Occupational Radiation Dose to Staff in Endovascular and Interventional Procedures
Introduction
Fluoroscopy-guided endovascular and interventional radiology procedures expose medical staff to scattered ionizing radiation while they are required to remain in close proximity to the patient. Although individual procedure doses are typically far below deterministic thresholds, cumulative occupational exposure may be substantial over a professional lifetime.
Epidemiological evidence links chronic low-dose exposure in interventional staff to increased risks of cataract formation, malignancy, and potential cardiovascular effects. Consequently, international guidelines (ICRP, IAEA) emphasize the principles of justification, optimization (ALARA), and dose limitation for occupational exposure.
Measuring staff dose serves several critical purposes:
- Identification of high-dose procedures and staff roles
- Benchmarking and audit of radiation protection practice
- Optimization of shielding, positioning, and workflow
- Prevention of cumulative dose approaching regulatory limits
Explanation of Procedure Acronyms
- EVAR – Endovascular Aortic Repair (infrarenal abdominal aortic aneurysm)
- TEVAR – Thoracic Endovascular Aortic Repair
- FEVAR – Fenestrated Endovascular Aortic Repair
- BREVAR – Branched Endovascular Aortic Repair
- TAAA – Thoracoabdominal Aortic Aneurysm (endovascular repair)

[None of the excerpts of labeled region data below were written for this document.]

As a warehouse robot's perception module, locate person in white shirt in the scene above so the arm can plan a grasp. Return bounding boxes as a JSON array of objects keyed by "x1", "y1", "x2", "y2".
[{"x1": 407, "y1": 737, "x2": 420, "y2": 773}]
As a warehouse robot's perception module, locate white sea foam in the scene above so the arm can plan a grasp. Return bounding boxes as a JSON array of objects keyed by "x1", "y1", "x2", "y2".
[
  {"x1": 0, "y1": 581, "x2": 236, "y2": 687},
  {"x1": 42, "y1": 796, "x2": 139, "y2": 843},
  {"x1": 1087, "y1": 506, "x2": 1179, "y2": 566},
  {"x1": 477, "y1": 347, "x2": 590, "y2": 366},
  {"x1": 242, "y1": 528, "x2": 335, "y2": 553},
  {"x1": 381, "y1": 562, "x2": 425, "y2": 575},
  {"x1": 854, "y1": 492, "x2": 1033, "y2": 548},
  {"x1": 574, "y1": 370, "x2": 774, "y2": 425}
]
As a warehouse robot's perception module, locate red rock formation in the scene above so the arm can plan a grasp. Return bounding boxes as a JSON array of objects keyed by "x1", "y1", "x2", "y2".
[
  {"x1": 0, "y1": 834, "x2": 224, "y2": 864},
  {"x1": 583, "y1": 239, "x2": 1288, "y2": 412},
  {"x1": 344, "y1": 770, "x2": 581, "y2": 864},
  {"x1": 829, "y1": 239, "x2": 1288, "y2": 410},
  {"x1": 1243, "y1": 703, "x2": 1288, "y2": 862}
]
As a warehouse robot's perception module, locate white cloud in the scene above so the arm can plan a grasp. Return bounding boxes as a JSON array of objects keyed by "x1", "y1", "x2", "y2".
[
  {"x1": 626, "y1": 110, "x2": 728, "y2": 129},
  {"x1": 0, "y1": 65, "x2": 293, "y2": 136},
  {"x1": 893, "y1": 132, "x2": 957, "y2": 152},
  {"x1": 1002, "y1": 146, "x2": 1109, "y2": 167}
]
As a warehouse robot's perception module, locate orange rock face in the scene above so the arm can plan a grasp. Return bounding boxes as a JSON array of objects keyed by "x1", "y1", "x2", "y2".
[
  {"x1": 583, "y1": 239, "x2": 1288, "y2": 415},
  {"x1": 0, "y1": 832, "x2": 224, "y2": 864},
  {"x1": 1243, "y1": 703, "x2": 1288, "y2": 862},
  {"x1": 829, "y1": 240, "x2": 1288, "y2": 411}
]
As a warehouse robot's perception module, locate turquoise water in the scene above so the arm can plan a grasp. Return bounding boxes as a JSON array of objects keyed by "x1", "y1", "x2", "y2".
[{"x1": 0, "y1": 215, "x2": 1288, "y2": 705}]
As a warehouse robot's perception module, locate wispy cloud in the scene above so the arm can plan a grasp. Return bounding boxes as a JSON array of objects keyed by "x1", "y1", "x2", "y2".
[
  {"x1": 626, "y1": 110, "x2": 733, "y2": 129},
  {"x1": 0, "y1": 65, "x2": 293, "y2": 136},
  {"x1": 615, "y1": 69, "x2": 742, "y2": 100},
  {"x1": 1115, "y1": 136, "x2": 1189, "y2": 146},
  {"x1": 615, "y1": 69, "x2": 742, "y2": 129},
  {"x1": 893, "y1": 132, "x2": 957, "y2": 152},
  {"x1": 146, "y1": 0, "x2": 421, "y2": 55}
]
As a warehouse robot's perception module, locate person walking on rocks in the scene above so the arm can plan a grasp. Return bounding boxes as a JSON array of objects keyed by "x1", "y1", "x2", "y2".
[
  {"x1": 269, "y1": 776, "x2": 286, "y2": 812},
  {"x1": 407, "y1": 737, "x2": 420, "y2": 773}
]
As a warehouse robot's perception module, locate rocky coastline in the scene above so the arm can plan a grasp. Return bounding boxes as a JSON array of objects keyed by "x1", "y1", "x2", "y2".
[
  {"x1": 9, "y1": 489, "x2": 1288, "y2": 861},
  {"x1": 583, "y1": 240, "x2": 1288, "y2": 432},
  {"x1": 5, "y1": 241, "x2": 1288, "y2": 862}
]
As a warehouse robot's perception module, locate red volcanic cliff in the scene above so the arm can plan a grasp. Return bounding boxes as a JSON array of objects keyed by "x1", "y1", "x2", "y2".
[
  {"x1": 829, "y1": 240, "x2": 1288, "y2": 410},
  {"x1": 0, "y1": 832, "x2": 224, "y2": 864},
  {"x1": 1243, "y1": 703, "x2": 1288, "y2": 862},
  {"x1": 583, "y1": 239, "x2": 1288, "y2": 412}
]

- TIPS – Transjugular Intrahepatic Portosystemic Shunt
- TACE – Transarterial Chemoembolization
- PAE – Prostatic Artery Embolization
- UFE – Uterine Fibroid Embolization
- Neuro-interventional embolization – Endovascular treatment of intracranial or spinal vascular pathology (e.g. aneurysm, AVM, thrombectomy)
Benchmark Occupational Effective Dose per Procedure
The tables below summarize typical mean effective doses to staff per procedure, expressed in mSv per procedure. Values represent effective dose estimates derived from collar dosimetry using standard conversion factors and are intended for benchmarking and optimization rather than regulatory compliance.
Aortic and Complex Endovascular Procedures
| Procedure | Operator (Surgeon/IR) | Radiographer | Nurse |
|---|---|---|---|
| EVAR | 0.3–0.8 | 0.15–0.4 | 0.15–0.5 |
| TEVAR | 0.4–1.0 | 0.2–0.5 | 0.2–0.6 |
| FEVAR | 0.8–2.0 | 0.3–0.8 | 0.3–0.9 |
| BREVAR | 1.0–2.5 | 0.4–1.0 | 0.4–1.2 |
| TAAA (endovascular) | 1.5–4.0 | 0.6–1.5 | 0.6–1.8 |
Visceral and Oncologic Interventional Radiology Procedures
| Procedure | Operator | Radiographer | Nurse |
|---|---|---|---|
| TIPS | 0.5–1.5 | 0.15–0.4 | 0.2–0.6 |
| TACE | 0.2–0.6 | 0.1–0.3 | 0.1–0.3 |
| PAE | 1.0–3.0 | 0.6–1.2 | 0.4–1.0 |
| UFE | 0.1–0.3 | 0.1–0.25 | 0.1–0.25 |
Neuro-interventional Procedures
| Procedure | Operator | Radiographer | Nurse |
|---|---|---|---|
| Neuro embolization / thrombectomy | 0.6–2.0 | 0.2–0.6 | 0.2–0.6 |
A single complex procedure (e.g. FEVAR, TAAA, PAE) may contribute an occupational effective dose of the order of 1–4 mSv. Radiographers and nurses may receive doses comparable to or exceeding those of operators, particularly when shielding mobility is limited or positioning is suboptimal.
Conclusion
Occupational radiation exposure in modern endovascular and interventional practice is highly procedure- and role-dependent. Routine measurement and benchmarking of staff dose are essential to identify high-risk workflows and to guide targeted optimization strategies, including shielding configuration, staff positioning, and procedural technique.